A près sa virulente attaque contre l’Académie le 23 mars 1819, Courier est en proie à de nombreuses vicissitudes dans sa vie de tous les jours à Véretz. Son engagement contre le pouvoir se radicalise. Proche de La Fayette, Marc-René de Voyer de Paulmy, quatrième marquis d’Argenson (1771-1842) résidait tantôt à Paris, tantôt dans son château des Ormes à la limite du Poitou et de la Touraine. Il pressa Courier de fournir des écrits au Censeur, journal qui contenait moins de vingt pages afin d’être soustrait à examen avant impression. La publication de ce journal d’inspiration libérale était irrégulière.
Le 14 juillet 1819, de Véretz, Courier écrivit cette lettre à d’Argenson1  :

Monsieur,
J’ai griffonné quelques lignes pour le Censeur, permettez que je vous les recommande. Ne sachant pas l’adresse précise de M. Comte, j’ai adressé cela à un de mes amis, M. le professeur Cousin qui je crois a l’honneur d’être connu de vous, il demeure rue du Cherche-Midi n°17. Je vous marque son adresse seulement afin que vous ayez la bonté de la donner à M. Comte et qu’il fasse demander ce griffonnage à M. Cousin, si par hasard celui-ci le gardait trop longtemps ce qui pourrait arriver au cas que ledit Cousin se trouvât à la campagne. Pardon Monsieur de la liberté que je prends mais je sais que vous vous intéressez au Censeur et à moi qui le mérite peut-être par les sentiments que vous m’inspirez, et qui augmentent chaque fois que vous montez à la tribune.
Ce que j’envoie au Censeur n’est que pour entrer en propos. J’ai d’autres choses à dire que je crois plus intéressantes, mais je crains de ne pas rencontrer le ton qui convient.
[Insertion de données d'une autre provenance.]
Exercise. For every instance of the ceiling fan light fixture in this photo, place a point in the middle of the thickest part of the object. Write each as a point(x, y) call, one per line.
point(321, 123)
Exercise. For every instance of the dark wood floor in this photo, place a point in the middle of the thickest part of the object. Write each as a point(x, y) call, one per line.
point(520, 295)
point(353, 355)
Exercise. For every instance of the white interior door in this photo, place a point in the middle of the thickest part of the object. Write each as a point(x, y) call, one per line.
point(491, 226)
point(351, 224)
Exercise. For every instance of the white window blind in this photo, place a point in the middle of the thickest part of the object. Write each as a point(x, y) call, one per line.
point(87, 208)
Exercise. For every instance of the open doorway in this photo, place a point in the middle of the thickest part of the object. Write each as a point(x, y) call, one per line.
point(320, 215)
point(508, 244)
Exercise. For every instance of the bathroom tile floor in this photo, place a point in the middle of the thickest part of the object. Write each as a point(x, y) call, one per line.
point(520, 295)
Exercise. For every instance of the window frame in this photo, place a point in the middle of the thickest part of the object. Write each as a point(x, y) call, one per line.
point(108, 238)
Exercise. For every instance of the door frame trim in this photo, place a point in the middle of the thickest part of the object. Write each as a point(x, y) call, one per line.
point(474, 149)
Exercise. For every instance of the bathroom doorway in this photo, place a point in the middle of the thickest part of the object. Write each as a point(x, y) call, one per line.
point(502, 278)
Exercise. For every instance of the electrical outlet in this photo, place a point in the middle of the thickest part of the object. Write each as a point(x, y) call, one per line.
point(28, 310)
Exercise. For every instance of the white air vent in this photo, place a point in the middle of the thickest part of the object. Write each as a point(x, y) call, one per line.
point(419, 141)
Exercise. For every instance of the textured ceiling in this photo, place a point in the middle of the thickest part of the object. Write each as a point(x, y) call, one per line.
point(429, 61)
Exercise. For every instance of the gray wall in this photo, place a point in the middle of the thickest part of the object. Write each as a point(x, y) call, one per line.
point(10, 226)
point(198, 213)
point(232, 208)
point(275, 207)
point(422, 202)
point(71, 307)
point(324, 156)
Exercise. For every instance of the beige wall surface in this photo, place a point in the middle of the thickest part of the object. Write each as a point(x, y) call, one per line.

Je ne connais point le public et le redoute beaucoup. Je vois des choses dans le Censeur qui me paraissent excellentes et qui sont tellement dans mon sens que si on eût voulu exprimer ma pensée on ne pouvait dire autrement. Mais j’ai peur de ne pas toujours me rencontrer avec ces Messieurs et à la distance où je suis il est malaisé de placer son mot dans une conversation aussi vive que l’est maintenant celle des journaux avec le public. Voltaire qui avait quelqu’esprit, était souvent embarrassé à deviner auprès de son Lac ce qui pouvait convenir à Paris. Donnez-moi, Monsieur, je vous en prie, quelques avis, c’est à vous surtout que je veux plaire, et si vous êtes content à l’avenir de ce que je pourrai donner au Censeur, je vous assure que c’est le grand point pour moi.
Trouvez bon, s’il vous plaît, Monsieur, que j’assure ici Madame d’Argenson de mon très humble respect.
J’ai l’honneur d’être, Monsieur,
Votre très humble et obéissant serviteur.

Courier

François Comte (1782-1837) qui, comme avocat, avait tiré en 1815 le général Exelmans d’un fort mauvais pas, fut l’un des deux directeurs du Censeur, l’autre étant Charles Dunoyer (1786-1862). Inquiétés pour leurs opinions sous l’empire dont ils n’admettaient pas l’autoritarisme, tous deux furent ensuite la cible de la monarchie restaurée. En 1817, Comte purgea un an de prison et dut payer trois mille francs d’amende. Dunoyer fut plusieurs fois emprisonné et soumis à amendes. En 1819, ce périodique prit le nom de Censeur Européen et devint quotidien.
De Paris, le 17 juillet 1819, Comte répondit à Courier.

Monsieur,
Je vous remercie beaucoup du petit article que vous avez bien voulu nous envoyer. M. Cousin nous l’a remis hier, et vous le lirez dans notre feuille d’aujourd’hui. C’est une bonne fortune pour nous et pour le public : nous ne pouvons que désirer qu’elle se renouvelle. Il est des choses qui veulent être vues de près ; mais il en est aussi qui veulent être vues de loin. Pour bien apprécier une mesure de gouvernement, il faut voir l’effet qu’elle produit au loin. On est beaucoup trop habitué à voir la France dans Paris : ici nous ignorons ce que c’est qu’un maire, un préfet, un garde-champêtre. L’homme qui s’occupe le moins des affaires publiques, votre garde par exemple, en sait à cet égard plus que nous, au fond de ses bois. M. d’Argenson devait partir avant-hier ; cependant on m’a dit ce matin qu’il était encore ici. J’irai le voir, et, si je le trouve, je ne manquerai pas de me conformer à vos désirs.
J’ai l’honneur d’être, Monsieur,
Votre très humble et très obéissant serviteur.

F. Comte
Rue d’Enghien n°16, cour des Petites Écuries.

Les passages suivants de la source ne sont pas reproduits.